A recent Quinnipiac University poll found 82 percent of New Yorkers want to see the increased use of surveillance cameras in public spaces. The number of black and Hispanic voters polled support extra cameras by an even larger number, according to the poll.
Police commissioner Ray Kelly said he is not surprised by the poll’s findings.
“Critics say, or people are concerned about privacy. Apparently people aren’t concerned about it because they realize the genie’s out of the bottle. You go into a department store, your picture is taken 30 times. And the normal business day, probably 200 times your picture is taken. So that’s the world in which we live,” Kelly told reporters including WCBS 880’s Rich Lamb.

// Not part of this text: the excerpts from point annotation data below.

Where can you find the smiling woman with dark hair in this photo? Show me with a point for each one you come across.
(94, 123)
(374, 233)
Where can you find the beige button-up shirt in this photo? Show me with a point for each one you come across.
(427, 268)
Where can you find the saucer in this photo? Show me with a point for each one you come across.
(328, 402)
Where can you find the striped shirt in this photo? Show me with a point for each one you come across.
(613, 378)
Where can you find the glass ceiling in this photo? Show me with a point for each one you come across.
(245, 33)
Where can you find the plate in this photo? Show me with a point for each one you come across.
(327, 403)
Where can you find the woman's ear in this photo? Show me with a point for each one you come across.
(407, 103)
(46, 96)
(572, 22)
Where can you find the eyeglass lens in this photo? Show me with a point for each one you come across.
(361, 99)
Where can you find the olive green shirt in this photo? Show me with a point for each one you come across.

Kelly added he, too, supports an expansion of the program in an effort to keep the city safe.
“We need cameras, in our judgment, to protect the city. London has 500,000 cameras, we have in our program here – which I mentioned before – 5,000 cameras. They’re smart cameras but we think they’re well positioned,” Kelly said. “Well, I wouldn’t put a number on it but I would like to see a reasonable expansion. They’re expensive, we need the money to do it. The federal government has been helpful.”
The Quinnipiac poll also found that 62 percent of New York voters are worried that there will be another terror attack in the city.
“Most New Yorkers think another terrorist attack like the Boston Marathon bombing is likely. But overwhelmingly they’re not making any changes in their lives because of it,” said Maurice Carroll, director of the Quinnipiac University Polling Institute.
Nearly 80 percent of those polled said the NYPD has been effective in combatting terrorism and Mayor Michael Bloomberg received high marks – 75 percent in favor – of his handling of terror, according to the poll.
“We think our cops have been effective keeping us terror-free, and we think they do a good job overall. But we’re mixed on stop-and-frisk, with a big racial split: white voters are for it; black and Hispanic voters are opposed,” Carroll said.
Quinnipiac University surveyed 1,082 New York City voters by telephone from May 14 to May 20. The poll has a margin of error of plus or minus 3 percentage points.